The dismissal came after both parties agreed the case had become moot. This decision followed the Treasury’s Office of Foreign Assets Control (OFAC) lifting sanctions on the Ethereum-based mixer in March 2025.
Peter Van Valkenburgh, executive director of Coin Center, confirmed the end of the legal battle on social media. He stated that the government chose not to defend its broad interpretation of sanctions laws in court.
This is the official end to our court battle over the statutory authority behind the TC sanctions. The government was not interested in moving forward and defending their dangerously overbroad interpretation of sanctions laws.
Thank you again to our co-plaintiffs:…
— Peter Van Valkenburgh (@valkenburgh) July 7, 2025
The original sanctions were imposed in August 2022 after OFAC alleged Tornado Cash was used by North Korean hackers.
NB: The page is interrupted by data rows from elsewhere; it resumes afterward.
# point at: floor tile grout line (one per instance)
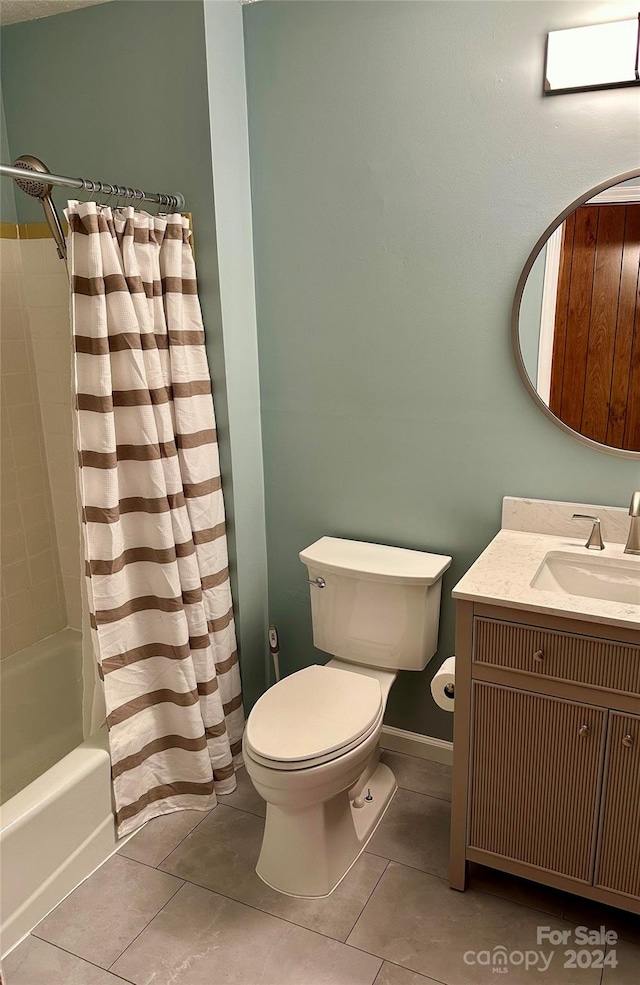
(66, 950)
(182, 884)
(506, 899)
(421, 793)
(406, 968)
(475, 889)
(252, 906)
(366, 902)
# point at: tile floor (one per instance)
(180, 904)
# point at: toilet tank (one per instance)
(380, 606)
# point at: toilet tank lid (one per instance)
(375, 561)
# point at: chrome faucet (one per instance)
(633, 540)
(595, 537)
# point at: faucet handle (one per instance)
(595, 538)
(633, 540)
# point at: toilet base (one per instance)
(306, 853)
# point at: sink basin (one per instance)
(594, 577)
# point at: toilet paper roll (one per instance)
(443, 683)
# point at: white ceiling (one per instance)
(12, 11)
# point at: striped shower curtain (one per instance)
(153, 514)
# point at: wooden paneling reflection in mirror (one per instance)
(576, 319)
(595, 368)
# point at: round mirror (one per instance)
(576, 318)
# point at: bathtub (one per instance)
(60, 826)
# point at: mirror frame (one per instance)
(515, 316)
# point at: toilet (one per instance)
(312, 741)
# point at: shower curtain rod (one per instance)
(102, 188)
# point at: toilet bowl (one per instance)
(312, 742)
(311, 749)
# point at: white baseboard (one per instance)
(414, 744)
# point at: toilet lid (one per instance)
(314, 712)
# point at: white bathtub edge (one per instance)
(55, 834)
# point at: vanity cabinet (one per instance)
(618, 858)
(547, 751)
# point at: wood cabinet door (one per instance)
(618, 859)
(536, 778)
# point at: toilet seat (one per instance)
(313, 717)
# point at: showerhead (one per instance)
(42, 190)
(38, 189)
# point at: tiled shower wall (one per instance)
(46, 291)
(40, 584)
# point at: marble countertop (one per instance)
(503, 573)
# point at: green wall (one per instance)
(119, 92)
(7, 193)
(404, 162)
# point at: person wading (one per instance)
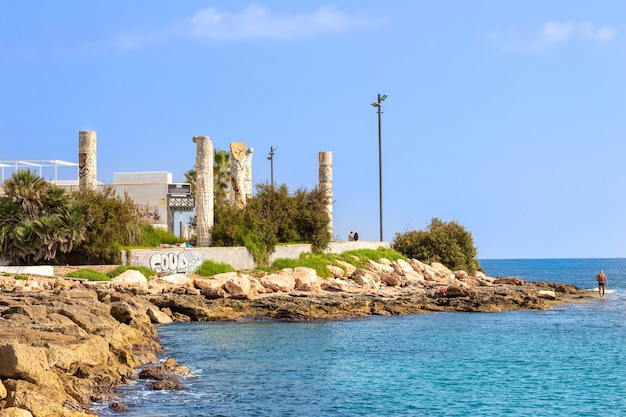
(602, 283)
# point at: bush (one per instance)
(147, 272)
(114, 223)
(153, 236)
(270, 217)
(210, 268)
(88, 274)
(447, 243)
(305, 260)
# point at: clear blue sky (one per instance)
(506, 116)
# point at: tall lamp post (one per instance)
(378, 105)
(271, 159)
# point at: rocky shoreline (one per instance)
(66, 344)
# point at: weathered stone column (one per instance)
(248, 173)
(326, 184)
(204, 190)
(240, 173)
(87, 173)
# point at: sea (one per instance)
(567, 361)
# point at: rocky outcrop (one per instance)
(65, 344)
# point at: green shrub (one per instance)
(147, 272)
(359, 256)
(305, 260)
(210, 268)
(447, 243)
(153, 236)
(88, 274)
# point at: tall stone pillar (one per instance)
(326, 184)
(248, 173)
(87, 173)
(240, 173)
(204, 190)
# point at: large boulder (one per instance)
(238, 286)
(42, 402)
(379, 267)
(15, 412)
(279, 282)
(130, 276)
(336, 271)
(304, 277)
(175, 279)
(27, 363)
(348, 266)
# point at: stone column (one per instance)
(248, 168)
(326, 184)
(240, 173)
(204, 190)
(87, 174)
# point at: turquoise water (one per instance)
(567, 361)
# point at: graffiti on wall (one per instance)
(173, 262)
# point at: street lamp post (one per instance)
(378, 105)
(271, 159)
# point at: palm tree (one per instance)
(221, 176)
(37, 219)
(27, 189)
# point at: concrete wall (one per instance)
(188, 260)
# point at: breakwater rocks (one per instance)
(65, 344)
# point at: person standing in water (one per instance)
(602, 283)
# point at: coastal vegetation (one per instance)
(448, 243)
(210, 268)
(42, 223)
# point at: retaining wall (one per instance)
(188, 260)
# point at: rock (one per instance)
(165, 386)
(279, 282)
(348, 266)
(459, 291)
(130, 276)
(118, 406)
(390, 279)
(460, 274)
(256, 287)
(378, 267)
(335, 285)
(550, 295)
(507, 281)
(29, 396)
(175, 279)
(304, 277)
(367, 275)
(15, 412)
(32, 312)
(157, 316)
(336, 271)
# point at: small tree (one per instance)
(38, 219)
(114, 222)
(447, 243)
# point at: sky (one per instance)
(507, 117)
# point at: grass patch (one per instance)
(310, 261)
(360, 256)
(147, 272)
(153, 236)
(210, 268)
(88, 274)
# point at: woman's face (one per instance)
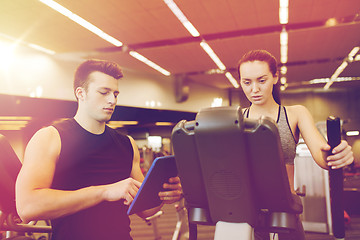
(257, 81)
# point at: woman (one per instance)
(259, 81)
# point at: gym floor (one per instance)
(167, 222)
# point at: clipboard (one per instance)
(159, 173)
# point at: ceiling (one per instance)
(230, 27)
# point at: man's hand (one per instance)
(125, 189)
(175, 191)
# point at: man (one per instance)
(82, 174)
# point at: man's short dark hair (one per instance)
(94, 65)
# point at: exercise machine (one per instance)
(234, 177)
(9, 221)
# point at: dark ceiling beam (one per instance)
(353, 19)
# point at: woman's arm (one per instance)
(342, 154)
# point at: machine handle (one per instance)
(336, 180)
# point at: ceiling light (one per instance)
(353, 52)
(331, 22)
(212, 55)
(143, 59)
(342, 67)
(22, 118)
(164, 124)
(284, 11)
(41, 49)
(283, 37)
(283, 70)
(217, 102)
(179, 14)
(283, 54)
(232, 80)
(57, 7)
(352, 133)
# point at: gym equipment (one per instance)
(233, 175)
(9, 169)
(336, 180)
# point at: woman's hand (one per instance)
(342, 155)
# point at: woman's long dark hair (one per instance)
(263, 56)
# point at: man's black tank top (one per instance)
(88, 159)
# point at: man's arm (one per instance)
(34, 198)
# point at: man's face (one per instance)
(101, 96)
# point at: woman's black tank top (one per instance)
(88, 159)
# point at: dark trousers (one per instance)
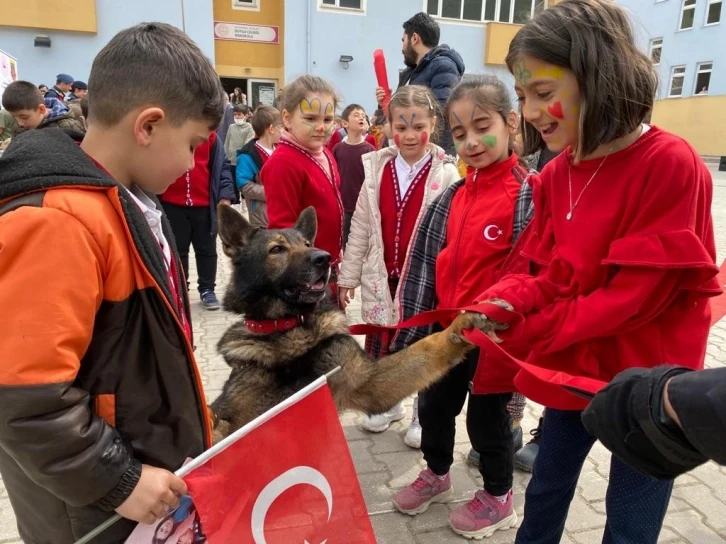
(193, 226)
(487, 421)
(347, 218)
(636, 504)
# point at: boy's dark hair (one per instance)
(350, 108)
(594, 40)
(240, 108)
(264, 118)
(425, 26)
(154, 64)
(21, 95)
(84, 107)
(490, 94)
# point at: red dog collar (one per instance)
(270, 326)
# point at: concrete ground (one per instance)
(697, 513)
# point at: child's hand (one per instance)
(345, 295)
(156, 492)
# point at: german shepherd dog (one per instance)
(279, 275)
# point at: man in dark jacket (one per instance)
(429, 64)
(191, 203)
(662, 421)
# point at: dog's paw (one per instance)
(467, 320)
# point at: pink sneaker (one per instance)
(424, 491)
(483, 516)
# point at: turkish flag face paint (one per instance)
(555, 110)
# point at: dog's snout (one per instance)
(320, 258)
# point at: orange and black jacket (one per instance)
(96, 373)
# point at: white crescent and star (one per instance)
(300, 475)
(492, 233)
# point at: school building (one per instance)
(258, 45)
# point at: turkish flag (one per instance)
(286, 477)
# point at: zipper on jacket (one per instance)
(457, 244)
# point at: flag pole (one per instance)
(217, 448)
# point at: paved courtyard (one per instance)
(697, 513)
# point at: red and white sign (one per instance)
(286, 477)
(246, 33)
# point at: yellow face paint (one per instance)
(551, 72)
(310, 106)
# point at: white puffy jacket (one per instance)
(363, 263)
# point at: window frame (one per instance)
(652, 46)
(341, 9)
(709, 3)
(700, 70)
(684, 8)
(673, 76)
(481, 20)
(253, 5)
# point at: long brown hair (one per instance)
(594, 40)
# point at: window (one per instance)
(713, 12)
(703, 77)
(251, 5)
(345, 4)
(688, 13)
(505, 11)
(656, 47)
(678, 75)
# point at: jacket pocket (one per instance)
(105, 407)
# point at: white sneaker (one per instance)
(413, 434)
(378, 423)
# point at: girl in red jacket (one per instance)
(624, 234)
(302, 172)
(462, 243)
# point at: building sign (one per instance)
(8, 70)
(246, 33)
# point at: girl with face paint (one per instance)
(400, 182)
(624, 234)
(463, 243)
(302, 172)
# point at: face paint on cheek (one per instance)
(489, 140)
(555, 110)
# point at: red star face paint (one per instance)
(555, 110)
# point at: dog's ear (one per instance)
(234, 230)
(307, 223)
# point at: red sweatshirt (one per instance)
(478, 243)
(626, 281)
(294, 180)
(478, 234)
(194, 189)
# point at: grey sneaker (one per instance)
(524, 458)
(209, 300)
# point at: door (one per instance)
(261, 91)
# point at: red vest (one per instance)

The Lazarus Group reportedly laundered billions in illegal payments through the service.
Coin Center filed its lawsuit challenging the Treasury Department’s authority to sanction the mixer. The advocacy group argued the agency had exceeded its statutory powers in targeting the decentralized protocol.
A Texas federal court had previously ordered the repeal of the sanctions earlier this year. The court ruled that OFAC’s actions violated the Administrative Procedure Act.
Market Response to Legal Victory
The TORN token, associated with Tornado Cash, responded positively to the news. The token price increased over 3% to trade at $9.44 following the dismissal announcement.
Trading volume for TORN surged 154% as investors reacted to the legal development. The token had previously spiked 180% in March when sanctions were first lifted.
The price had reached over $10 before settling back to current levels. Market participants viewed the formal end of the legal challenge as removing regulatory uncertainty.
Criminal Case Against Roman Storm Continues
Despite the civil case resolution, criminal proceedings against Tornado Cash co-founder Roman Storm continue. Storm faces trial in New York federal court next week on money laundering and sanctions violation charges.
Prosecutors have charged Storm with conspiracy to launder money and violating US sanctions. He also faces charges related to transferring criminal proceeds through the mixing service.
If convicted on all charges, Storm could face up to 45 years in prison. The criminal case proceeds separately from the now-dismissed civil sanctions challenge.
Another co-founder, Alexey Pertsev, was convicted of money laundering in the Netherlands. He received a 64-month prison sentence, while the third co-developer Roman Semenov remains at large.
The criminal charges focus on the developers’ alleged role in facilitating money laundering through the service. This differs from the civil sanctions challenge which questioned OFAC’s authority to target the protocol itself.
Storm’s defense team has argued that writing code for a decentralized protocol should not constitute criminal activity. The case will test how US courts apply traditional financial crime laws to cryptocurrency developers.
The trial comes as the broader crypto industry watches for signals about regulatory enforcement priorities. The outcome could influence how authorities approach cases involving decentralized finance protocols.